山内:もちろん持っています。私たちが「SPORTS FOR PEACE!」の活動を通じて第一に目指している「安全なスタジアム」を実現するためには「こころ」が整っていないといけない。穏やかなこころ、落ち着いた気持ちがないと他人への思いやりも見せることはできません。一人ひとりが寛容な気持ちを持って欲しいと思っているので、今後はそうした活動は増やしていきたいと考えています。
 コロナ禍でできなくなったのですが、2020年には今年から女子のプロサッカーリーグ「WEリーグ」がはじまることもあり、女性の社会進出に関するアンケートを企画していました。インポスター症候群という、自分の能力を過小評価して、責任ある地位や立場への登用や参加を避けるような心理傾向があります。こうした行動を見せる人は女性に多いといわれていて、その実態や対策を知るためにアンケートをしようと考えていました。

堀:確かに、私たちが若年層に調査をしても、自分に自信のある人は日本では2割くらい。海外では逆に8割近くが自信を持っている。そうした世代が社会に出たとき、国際的な競争力を持っているかと考えると心配になります。
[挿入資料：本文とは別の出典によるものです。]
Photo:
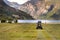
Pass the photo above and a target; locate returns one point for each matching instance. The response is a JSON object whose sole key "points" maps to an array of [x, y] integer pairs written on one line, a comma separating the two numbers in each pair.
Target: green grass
{"points": [[29, 32]]}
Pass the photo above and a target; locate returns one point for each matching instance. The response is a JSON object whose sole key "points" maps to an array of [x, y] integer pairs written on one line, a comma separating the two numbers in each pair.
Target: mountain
{"points": [[7, 12], [33, 9]]}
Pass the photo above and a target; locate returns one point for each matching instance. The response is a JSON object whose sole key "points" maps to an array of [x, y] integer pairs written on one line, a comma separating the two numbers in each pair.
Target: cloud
{"points": [[19, 1]]}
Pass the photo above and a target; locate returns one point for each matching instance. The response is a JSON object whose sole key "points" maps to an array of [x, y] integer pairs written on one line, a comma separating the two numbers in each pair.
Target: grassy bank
{"points": [[29, 32]]}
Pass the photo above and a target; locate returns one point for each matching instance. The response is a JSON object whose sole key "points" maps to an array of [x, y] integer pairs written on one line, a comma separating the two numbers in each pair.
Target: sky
{"points": [[19, 1]]}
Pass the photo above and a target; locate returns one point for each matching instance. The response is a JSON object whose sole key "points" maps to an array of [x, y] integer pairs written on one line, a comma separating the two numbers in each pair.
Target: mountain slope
{"points": [[7, 12]]}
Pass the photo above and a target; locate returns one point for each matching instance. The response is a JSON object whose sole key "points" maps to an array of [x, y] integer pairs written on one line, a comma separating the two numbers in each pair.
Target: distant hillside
{"points": [[34, 9], [7, 12]]}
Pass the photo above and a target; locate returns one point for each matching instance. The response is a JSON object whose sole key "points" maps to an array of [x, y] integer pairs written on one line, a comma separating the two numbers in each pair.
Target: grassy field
{"points": [[29, 32]]}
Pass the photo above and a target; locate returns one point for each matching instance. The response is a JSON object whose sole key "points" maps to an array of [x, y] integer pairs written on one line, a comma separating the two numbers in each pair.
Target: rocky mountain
{"points": [[7, 12]]}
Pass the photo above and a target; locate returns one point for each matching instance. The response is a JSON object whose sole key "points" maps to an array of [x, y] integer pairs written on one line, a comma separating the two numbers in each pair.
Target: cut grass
{"points": [[29, 32]]}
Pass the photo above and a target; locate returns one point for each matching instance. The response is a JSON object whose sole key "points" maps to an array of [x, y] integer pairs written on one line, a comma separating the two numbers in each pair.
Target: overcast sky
{"points": [[19, 1]]}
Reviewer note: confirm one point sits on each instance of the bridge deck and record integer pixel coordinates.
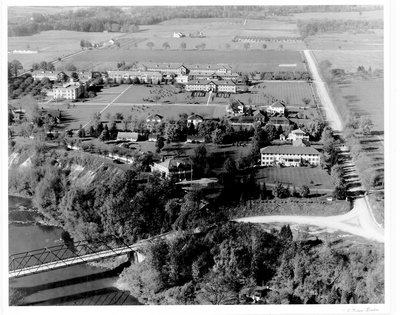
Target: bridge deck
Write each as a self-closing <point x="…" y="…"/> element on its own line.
<point x="71" y="261"/>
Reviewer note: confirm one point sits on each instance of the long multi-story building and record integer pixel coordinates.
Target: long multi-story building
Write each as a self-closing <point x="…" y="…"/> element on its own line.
<point x="209" y="69"/>
<point x="289" y="155"/>
<point x="164" y="68"/>
<point x="144" y="76"/>
<point x="214" y="86"/>
<point x="70" y="91"/>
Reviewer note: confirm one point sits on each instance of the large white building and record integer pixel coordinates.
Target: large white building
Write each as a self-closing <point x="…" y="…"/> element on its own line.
<point x="214" y="86"/>
<point x="70" y="91"/>
<point x="298" y="134"/>
<point x="289" y="155"/>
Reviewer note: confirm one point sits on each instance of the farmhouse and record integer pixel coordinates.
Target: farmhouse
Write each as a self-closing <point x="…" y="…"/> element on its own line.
<point x="289" y="155"/>
<point x="194" y="119"/>
<point x="70" y="91"/>
<point x="279" y="121"/>
<point x="260" y="117"/>
<point x="242" y="122"/>
<point x="164" y="68"/>
<point x="298" y="134"/>
<point x="235" y="107"/>
<point x="153" y="137"/>
<point x="214" y="86"/>
<point x="195" y="139"/>
<point x="131" y="136"/>
<point x="153" y="120"/>
<point x="182" y="79"/>
<point x="39" y="75"/>
<point x="277" y="107"/>
<point x="176" y="168"/>
<point x="142" y="76"/>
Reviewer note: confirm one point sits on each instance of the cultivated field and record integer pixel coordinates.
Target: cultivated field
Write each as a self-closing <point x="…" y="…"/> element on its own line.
<point x="315" y="178"/>
<point x="291" y="92"/>
<point x="364" y="16"/>
<point x="366" y="98"/>
<point x="241" y="60"/>
<point x="347" y="41"/>
<point x="82" y="114"/>
<point x="52" y="45"/>
<point x="349" y="60"/>
<point x="218" y="33"/>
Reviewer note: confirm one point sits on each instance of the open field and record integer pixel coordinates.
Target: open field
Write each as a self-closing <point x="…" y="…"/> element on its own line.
<point x="315" y="178"/>
<point x="218" y="32"/>
<point x="81" y="114"/>
<point x="242" y="61"/>
<point x="365" y="15"/>
<point x="292" y="92"/>
<point x="366" y="98"/>
<point x="346" y="41"/>
<point x="52" y="44"/>
<point x="349" y="60"/>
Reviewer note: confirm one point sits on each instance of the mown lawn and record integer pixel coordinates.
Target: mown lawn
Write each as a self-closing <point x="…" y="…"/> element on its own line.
<point x="314" y="177"/>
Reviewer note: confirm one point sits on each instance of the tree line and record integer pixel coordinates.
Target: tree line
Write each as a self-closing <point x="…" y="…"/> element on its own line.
<point x="313" y="27"/>
<point x="231" y="263"/>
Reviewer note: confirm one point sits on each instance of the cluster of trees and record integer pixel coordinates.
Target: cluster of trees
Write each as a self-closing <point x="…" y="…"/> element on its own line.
<point x="14" y="67"/>
<point x="109" y="19"/>
<point x="25" y="85"/>
<point x="330" y="160"/>
<point x="312" y="27"/>
<point x="362" y="125"/>
<point x="228" y="263"/>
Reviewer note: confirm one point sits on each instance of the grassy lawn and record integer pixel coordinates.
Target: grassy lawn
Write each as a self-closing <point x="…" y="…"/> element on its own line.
<point x="50" y="46"/>
<point x="315" y="178"/>
<point x="349" y="60"/>
<point x="290" y="206"/>
<point x="241" y="60"/>
<point x="346" y="41"/>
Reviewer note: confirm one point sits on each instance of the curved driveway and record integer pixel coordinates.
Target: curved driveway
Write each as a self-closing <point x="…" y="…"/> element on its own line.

山内:おっしゃる通りで、自信と謙虚さのバランスが大事。ただ、日本は極端に低い。海外経験のある選手から聞くこともありますが、日本の男女差は欧米よりも大きい。その原因は男性にもありますが、女性が自分たちを過小評価しすぎていることにもあるのではないか。これはまさにインポスター症候群です。私たちの活動で女性の意識も変えていくことができればと思っています。

堀:浦和レッズのSDGs参画を知ってもらうためにしていることは。

山内:スタジアム内ではブースの設置以外に大型ビジョンでも映像を流しています。私が担当になって4年になりますが、まだまだ皆さんピンとこないようです。広報の重要性は変わらないのですが、受け取る側へのアプローチに課題があると感じています。今広報はしっかりとアンテナを張っているメディアにアプローチするようになっています。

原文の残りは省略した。